Vor ein paar Wochen änderte sich die Situation plötzlich. Im nächsten Schuljahr soll eine Fachakademie für Sozialpädagogik entstehen. Ein logischer Schritt, der gut in unser Haus passt, und den das Kollegium schon seit einigen Jahren gerne gehen wollte. Eine Möglichkeit für unsere Absolvent*innen, ihren beruflichen Weg fortzusetzen und eine neue, gute Herausforderung für das Kollegium, das an beiden Schulen unterrichten kann. Es gab eine Projektleitung, die auch die spätere Schulleitung werden sollte. Eine gute, enge Zusammenarbeit der beiden Schulleitungen, die sich ein Team teilen würden, war unerlässlich. Ich wurde zunächst über Protokolle bezüglich der Arbeit des Projektteams auf dem Laufenden gehalten, da es meine Schule ja in nicht unerheblichem Maß betrifft. Schnell nahm ich an den wöchentlichen Sitzungen teil, arrangierte Schulhausführungen mit der Projektleitung, verfasste Stellenausschreibungen, wurde immer mehr involviert. Neben 12 Stunden Unterricht und der Leitung meiner eigenen Schule wurde der Berg immer größer und meine Arbeitstage wuchsen auf 11-12 Stunden an. Pausen machte ich schon lange keine mehr. Gerade, als ich dies der Geschäftsführung mitteilte und um Anerkennungsstunden bat, um wenigstens etwas Unterricht abgeben zu können, wurde ich gefragt, ob ich neben der Leitung der Berufsfachschule zumindest für die vierjährige Zeit des Aufbaus auch die der neu zu gründenden Fachakademie übernehmen könne. Die bisherige Projektleitung war abgesprungen. Ich könnte meinen Unterricht, so weit in meinem kleinen Lehrerteam möglich, abgeben und mich vor allem um die Leitungsaufgaben für beide Schulen kümmern. Es gab nicht viel Zeit zum Nachdenken. In einem halben Jahr soll die neue Schule eröffnen und es gilt in ein paar Monaten alles auf den Weg zu bringen: Vorstellungsgespräche und Einstellungen, Schülerakquise, Netzwerkarbeit, Behördengeschichten, Curriculumarbeit ... . Eigentlich der schiere Wahnsinn. Ich habe ja auch nicht vor, meine Berufsfachschule zu vernachlässigen. Bei der ich im ersten Schulleiterjahr immer noch am Einarbeiten und Ankommen bin und an der mein Herz hängt. Vielleicht hätte ich ablehnen sollen. Aber da war niemand Anderes und mein Kollegium möchte die neue Schule sehr gerne. Vielleicht spielt aber auch - zugegebenermaßen - ein kleines bisschen der Nervenkitzel, diese besondere Herausforderung anzunehmen, eine Rolle. Wann baut man schon eine neue Schule auf?

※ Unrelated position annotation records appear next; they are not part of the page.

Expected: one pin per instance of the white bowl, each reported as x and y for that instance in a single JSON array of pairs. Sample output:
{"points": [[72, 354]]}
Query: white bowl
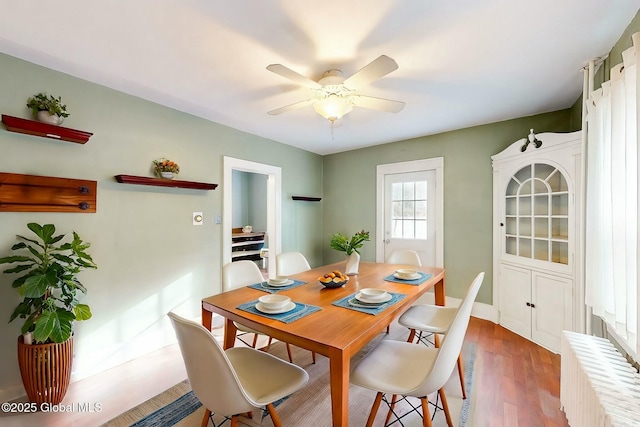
{"points": [[274, 301], [279, 280], [406, 273], [373, 294]]}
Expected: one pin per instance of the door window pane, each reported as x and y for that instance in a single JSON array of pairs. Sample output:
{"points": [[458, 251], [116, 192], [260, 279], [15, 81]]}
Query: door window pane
{"points": [[409, 210], [537, 205]]}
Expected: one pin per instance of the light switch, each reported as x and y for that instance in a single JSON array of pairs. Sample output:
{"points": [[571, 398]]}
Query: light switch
{"points": [[198, 219]]}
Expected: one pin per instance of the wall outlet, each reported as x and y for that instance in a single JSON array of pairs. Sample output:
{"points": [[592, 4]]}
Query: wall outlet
{"points": [[198, 219]]}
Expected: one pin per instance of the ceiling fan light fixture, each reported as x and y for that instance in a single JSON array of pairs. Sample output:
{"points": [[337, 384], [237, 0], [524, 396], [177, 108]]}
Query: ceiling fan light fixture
{"points": [[333, 107]]}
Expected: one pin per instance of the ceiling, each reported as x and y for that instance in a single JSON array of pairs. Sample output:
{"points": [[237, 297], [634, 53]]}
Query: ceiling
{"points": [[461, 62]]}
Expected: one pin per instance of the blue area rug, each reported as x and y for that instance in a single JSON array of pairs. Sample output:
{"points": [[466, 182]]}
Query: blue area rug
{"points": [[187, 404]]}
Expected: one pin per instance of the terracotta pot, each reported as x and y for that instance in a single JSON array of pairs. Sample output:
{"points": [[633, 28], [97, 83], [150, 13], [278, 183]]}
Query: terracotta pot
{"points": [[52, 119], [45, 370]]}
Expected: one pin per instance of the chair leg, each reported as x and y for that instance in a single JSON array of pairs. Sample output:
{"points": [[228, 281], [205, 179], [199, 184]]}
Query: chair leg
{"points": [[274, 415], [461, 375], [391, 406], [426, 416], [445, 407], [289, 353], [374, 409], [205, 419], [268, 344]]}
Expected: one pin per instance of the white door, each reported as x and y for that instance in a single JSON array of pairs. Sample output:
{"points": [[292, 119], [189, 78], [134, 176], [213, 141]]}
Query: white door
{"points": [[410, 207], [410, 213], [551, 312], [515, 299]]}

Ihr ahnt es, die Elf-Stunden-Tage haben nicht aufgehört. Stattdessen gehören Ferien gerade der Vergangenheit an. Und - manche von euch haben es bereits gemerkt und mich darauf angesprochen - die Bloggerei auch. Genauso wie regelmäßige Waldspaziergänge und gesunde Ernährung. Irgendwann zwischen 18.00 und 19.00 Uhr telefonieren mein Mann und ich miteinander, wer heute eher zu Hause ist, was sich wohl noch im Kühlschrank befindet oder wo wir etwas zu Essen bestellen. Mein Gewicht ist schon wieder bedenklich nach oben geklettert (Leider bin ich kein Mensch, der bei Stress abnimmt. Man kann sich ja auch während der Arbeit schnell etwas in den Mund schieben und nach einem langen, anstrengenden Tag legt man abends auf dem Sofa die Füße hoch, lässt sich vom Fernseher berieseln und belohnt sich mit Schokolade). Das kann nicht ewig so gehen, ich weiß. Oje, und ich habe ein schrecklich schlechtes Gewissen, dass ich euch hier so die Ohren volljammere. Eigentlich wollte ich ja nur über die neue Brille schreiben. Oder?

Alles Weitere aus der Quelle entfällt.